Back in Alexandria, my husband would have been putting our son down for a nap. I love to watch my son sleep, to see his fat lashes skimming the top of his fat cheeks. When he sucks his thumb, I feel a vicarious comfort. But there was comfort, too, in the shush of highway traffic and in the privacy of my car.
The 3-hour drive to Southwest Virginia was a gift. I lost a respected mentor and felt an achy sadness in my chest, for myself and for his family, but there was a kind of luxury in being able to invest in that sadness. No toddler vied for my attention, no dog nudged me toward her leash, no email required a speedy response.
For a few hours, I listened to my tires wick water from the road and let my mind wander: imagining what it would be like to live in one of the ramshackle farmhouses dotting the hills; wondering whether I'd packed the right shoes; trying to recall a snippet of our last conversation and, failing to do so, rewriting the conversation in my head, making it memorable. Before I even arrived in Roanoke, I had already begun constructing my own closure.
As a kid, I relished a good family road trip. Usually we just schlepped a few hours to Maryland's Eastern Shore for summer vacation, but every few years, the 5 of us crammed ourselves into the Chevy Chevette and made our way into the deep south to visit family. For 2 days, I'd sweat onto the vinyl seat, loll my head against the window, and daydream. There were no DVD players, no tablets, no smart phones to keep my sisters and me occupied. CDs were still a few years off. I'm not even sure that we had seat belts in the back. What we did have, however, were hours of uninterrupted farmland, staticky radio, and head space.

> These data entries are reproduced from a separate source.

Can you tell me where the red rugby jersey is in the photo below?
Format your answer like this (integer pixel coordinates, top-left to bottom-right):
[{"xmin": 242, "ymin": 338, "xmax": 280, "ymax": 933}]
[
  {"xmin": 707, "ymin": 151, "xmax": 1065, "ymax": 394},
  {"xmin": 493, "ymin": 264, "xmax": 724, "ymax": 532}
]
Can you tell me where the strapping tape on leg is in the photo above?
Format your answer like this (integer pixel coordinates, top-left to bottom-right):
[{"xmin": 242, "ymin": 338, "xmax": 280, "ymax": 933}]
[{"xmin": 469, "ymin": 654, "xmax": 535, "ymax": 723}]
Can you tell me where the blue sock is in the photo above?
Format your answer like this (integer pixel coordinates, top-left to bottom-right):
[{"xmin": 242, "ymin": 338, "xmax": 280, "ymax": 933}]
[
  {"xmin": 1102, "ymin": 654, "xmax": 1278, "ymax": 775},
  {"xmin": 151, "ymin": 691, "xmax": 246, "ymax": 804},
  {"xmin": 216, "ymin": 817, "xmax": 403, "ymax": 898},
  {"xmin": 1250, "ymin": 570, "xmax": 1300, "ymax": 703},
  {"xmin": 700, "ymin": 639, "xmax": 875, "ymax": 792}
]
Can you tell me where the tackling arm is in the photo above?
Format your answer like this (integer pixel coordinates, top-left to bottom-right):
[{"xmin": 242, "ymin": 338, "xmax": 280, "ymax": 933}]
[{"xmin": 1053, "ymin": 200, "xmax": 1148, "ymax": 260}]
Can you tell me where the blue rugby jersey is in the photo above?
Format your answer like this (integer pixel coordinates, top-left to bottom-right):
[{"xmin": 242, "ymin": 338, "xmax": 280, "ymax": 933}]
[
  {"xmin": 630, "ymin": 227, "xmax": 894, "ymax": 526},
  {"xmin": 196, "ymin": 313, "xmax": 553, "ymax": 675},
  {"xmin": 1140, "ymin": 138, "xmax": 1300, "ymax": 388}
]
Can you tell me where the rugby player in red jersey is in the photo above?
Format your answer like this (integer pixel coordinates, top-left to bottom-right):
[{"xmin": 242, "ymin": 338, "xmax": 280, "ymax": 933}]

The year after my mother died, we drove to Mississippi to celebrate Easter with my grandmother's sisters. I'd like to say that I spent the hours in the car reminiscing about my mom, and maybe I did, occasionally. Mostly, though, I thought about Prince and about Hall and Oates: Which one would I marry, I wondered. Would they care that I hadn't pierced my ears yet? Would they like my perm? Would it be a problem that I was 9 years old?
My mother had watched Guiding Light religiously. For months, I begged her to let me watch reruns of Popeye, which aired at the same time as her soap, but she never relented. And thus began my own obsession with the show. I'd curl up next to her in the corduroy recliner as Beth Raines pursued a relationship with Lujack, the tough-but-tender leader of the Galahad motorcycle gang. Nestled into the crook of my mom's arm, I quietly swooned as Lujack cruised the beach on his hog, forming giant, loopy hearts in the sand for Beth. Everything I knew about romance and resurrection after death, I learned from Guiding Light.
So, instead of spending the highway hours between Maryland and Mississippi mourning my mother, I revisited our favorite plot lines. I played out my own soap opera love affair. I imagined impossible scenarios: Daryl Hall holding my hand and serenading me with "Maneater." Prince covering my chilly shoulders with his purple leather jacket. And somewhere between Georgia and Alabama, I was racing the surf on the back of Lujack's motorcycle as my mom watched from the worn comfort of our La-Z-Boy and waved a cheerful goodbye.